The R-17 had a one-piece cantilever, mid-mounted gull wing, trapezoidal in plan out to rounded tips. The inner 25% of the span had 8° of dihedral, the rest 1° of anhedral. The wing was built around a single main spar, with plywood covering ahead of it forming a torsion resistant D-box; three secondary spars behind it dealt with the stresses of aerobatics. Spoilers were mounted on the main spar just beyond the change in dihedral. On the prototype these were of the Göppingen-type bur Rubik's own spoiler design was used on the R-17b. The outer trailing edges carried balanced, slotted, differential ailerons which could be lowered together by 5° for slower landings. The one-piece ailerons of the R-17 were wooden but the R-17b's divided ailerons were light-metal framed and fabric-covered. They also had longer spans and narrower chords, with Frise-type leading edges for balancing. They filled the whole trailing edges of the outer wings, their inner sections deflecting more than the outer parts. These aileron modifications were a response to the heavy stick forces encountered with the prototype.

The fuselage of the R-17 had an elliptical cross-section. The pilot sat just ahead of the leading edge in an open cockpit which had a removable cover with built-in windscreen. Raised immediately behind to provide a headrest, the fuselage fell away aft. In contrast the R-17g had a Rubik-R-22S fuselage with a cockpit covered by a bubble canopy, behind which the upper fuselage ran horizontally rearwards. As a result the cross-section became increasingly flattened at the top.

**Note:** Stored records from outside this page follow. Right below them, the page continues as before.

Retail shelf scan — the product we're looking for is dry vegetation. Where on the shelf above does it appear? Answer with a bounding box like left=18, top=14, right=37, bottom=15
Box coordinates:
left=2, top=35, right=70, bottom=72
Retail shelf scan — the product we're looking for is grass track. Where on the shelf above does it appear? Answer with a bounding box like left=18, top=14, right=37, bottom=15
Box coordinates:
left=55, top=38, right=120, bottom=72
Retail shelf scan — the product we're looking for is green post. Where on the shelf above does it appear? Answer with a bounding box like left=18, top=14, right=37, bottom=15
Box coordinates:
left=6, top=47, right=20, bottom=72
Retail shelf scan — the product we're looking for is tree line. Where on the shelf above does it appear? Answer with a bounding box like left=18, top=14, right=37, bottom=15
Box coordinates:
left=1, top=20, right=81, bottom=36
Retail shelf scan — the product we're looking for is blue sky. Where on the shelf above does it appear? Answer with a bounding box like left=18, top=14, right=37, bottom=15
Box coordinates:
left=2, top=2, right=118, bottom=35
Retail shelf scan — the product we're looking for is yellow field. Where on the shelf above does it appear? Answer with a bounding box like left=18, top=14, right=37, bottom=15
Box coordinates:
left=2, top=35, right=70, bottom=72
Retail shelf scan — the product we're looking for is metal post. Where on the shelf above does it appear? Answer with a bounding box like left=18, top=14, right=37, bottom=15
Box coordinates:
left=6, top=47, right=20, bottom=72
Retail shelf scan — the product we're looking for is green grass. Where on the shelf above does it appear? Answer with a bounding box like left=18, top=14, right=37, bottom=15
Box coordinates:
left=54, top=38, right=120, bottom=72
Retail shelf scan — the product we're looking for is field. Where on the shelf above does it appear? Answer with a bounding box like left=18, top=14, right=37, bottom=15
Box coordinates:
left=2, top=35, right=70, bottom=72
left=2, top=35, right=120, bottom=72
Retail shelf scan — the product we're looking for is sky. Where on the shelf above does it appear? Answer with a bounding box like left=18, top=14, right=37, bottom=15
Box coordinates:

Both variants landed on a semi-recessed monowheel under the wing at about one-third chord, assisted by a rubber-sprung skid ahead of it to the nose and a small tail skid. They also had very similar tails, with slightly sloped, straight-edged fins and nearly quadrantal rudders. Narrow, parallel chord tailplanes were mounted just above the fuselage and braced from below by a single strut on each side. The elevators were tapered and rounded toward the tips. One difference was a small elevator trim tab added on the starboard side on the R-17b. The horizontal tails could folded upwards for easier transport.

==Variants==
- R-17
  Sole wartime prototype.
- R-17b
  Postwar model with new, R-22S fuselage and revised ailerons. Three were started but only two completed.